Starting to capture packets, we found that the traffic was very small and it seemed that the attack had stopped. We tried to start httpd and the system was normal. Check the httpd log and find that IP addresses from all over the world are trying login. php, but it gave the wrong url, where there is no login. php, other logs are basically normal, except limit RST .... this log is also normal because of the large number of connections in the attack.

Observe for 10 minutes and the attack stops.

Second round of attack:
Time: 17:50 P.M.

With the previous attack experience, I began to observe the status of the web server. at, the load of the machine increased sharply. It can be confirmed that a round of attacks started.

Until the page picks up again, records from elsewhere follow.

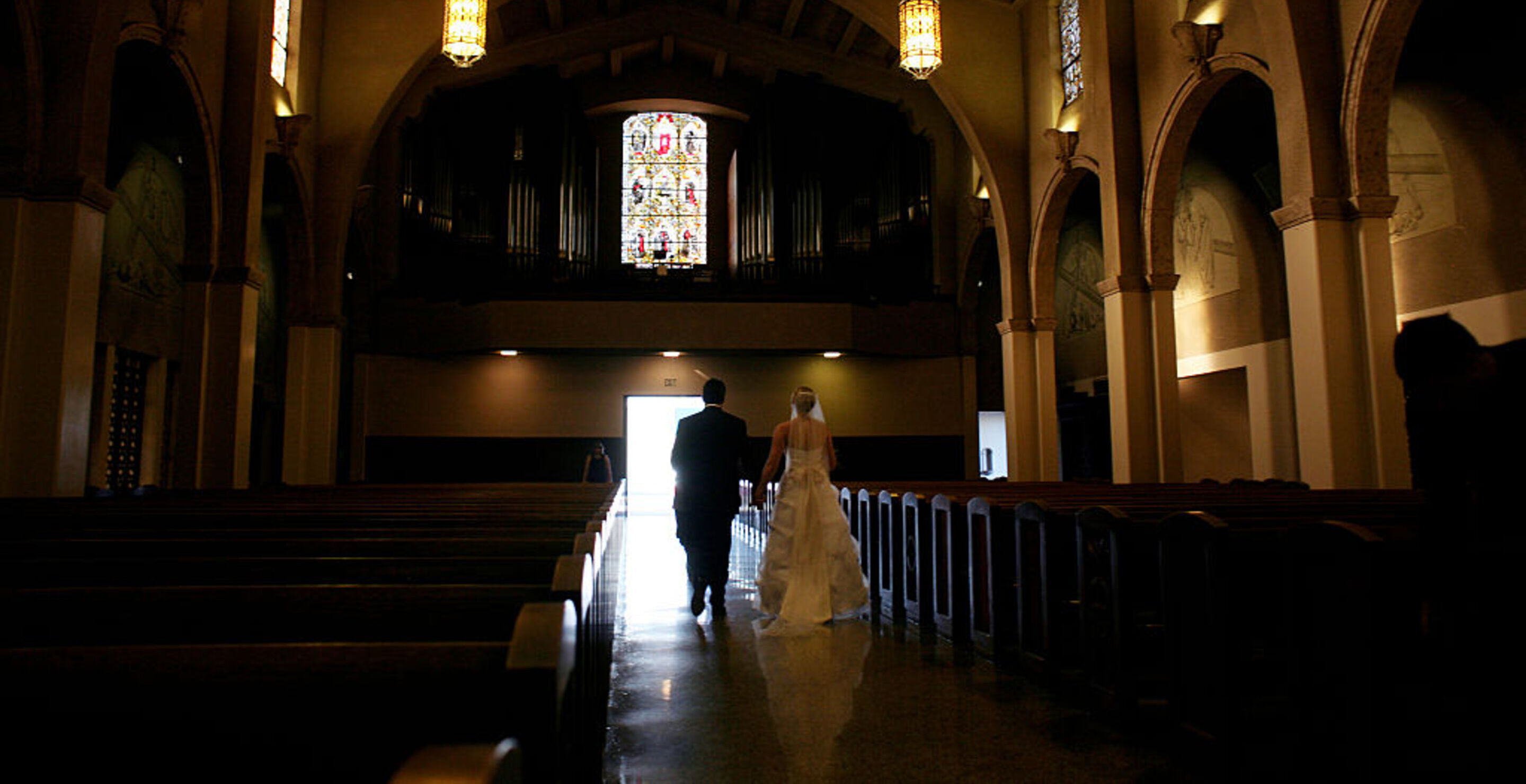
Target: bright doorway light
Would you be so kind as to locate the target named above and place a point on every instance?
(992, 444)
(651, 424)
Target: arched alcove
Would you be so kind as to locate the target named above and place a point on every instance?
(1081, 347)
(1455, 162)
(1230, 299)
(158, 225)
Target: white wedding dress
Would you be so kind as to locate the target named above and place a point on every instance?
(811, 563)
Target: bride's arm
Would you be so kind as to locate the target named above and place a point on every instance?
(776, 453)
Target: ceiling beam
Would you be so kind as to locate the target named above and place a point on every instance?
(849, 35)
(793, 17)
(693, 25)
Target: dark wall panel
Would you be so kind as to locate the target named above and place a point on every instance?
(561, 460)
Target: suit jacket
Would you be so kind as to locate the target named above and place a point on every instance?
(708, 455)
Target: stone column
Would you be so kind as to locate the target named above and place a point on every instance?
(1380, 325)
(1131, 377)
(310, 450)
(970, 405)
(229, 380)
(1029, 394)
(1168, 417)
(49, 292)
(191, 382)
(233, 297)
(1329, 354)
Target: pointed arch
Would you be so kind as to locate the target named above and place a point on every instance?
(1044, 251)
(1169, 153)
(1369, 94)
(23, 135)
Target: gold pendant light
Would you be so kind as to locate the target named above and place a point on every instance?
(466, 31)
(921, 40)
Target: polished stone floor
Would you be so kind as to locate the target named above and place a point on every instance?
(706, 699)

First, stop httpd, because it has been unable to move. Then capture the packet. tcpdump-c 10000-I em0-n dst port 80>/root/pkts finds a large influx of data packets, filters out IP addresses, and does not have a very concentrated IP address, therefore, it is suspected that DDoS is followed by the suspicious address filtered from the log last time. Compare the packet capture results and find many repeated records.

Analysis:

This is not a simple DDoS attack, because all httpd processes are started, and logs are left. According to the packet capture records, each address has a complete three-way handshake, so OK, all attack sources are real, not fake IP addresses.

There are a total of 265 suspicious IP addresses, which are mostly foreign IP addresses in Europe, especially in Spain. The company's customers in Europe can be very rare, with only the loss of the car.

Measures taken:

Add all 265 IP addresses to the _ blank "> firewall, filter all ipfw add 550 deny tcp from % to me 80, and restart httpd.

After three hours of observation, the total number of ACL data packets in the ipfw List continues to grow, but the company's web server is working normally.

So far, this attack has come to an end for the time being. It is not ruled out that it will continue to happen later. However, because attackers are using real bots, it is rare to master more than 300 bots, therefore, it is basically impossible for him to launch an attack again in a short period of time.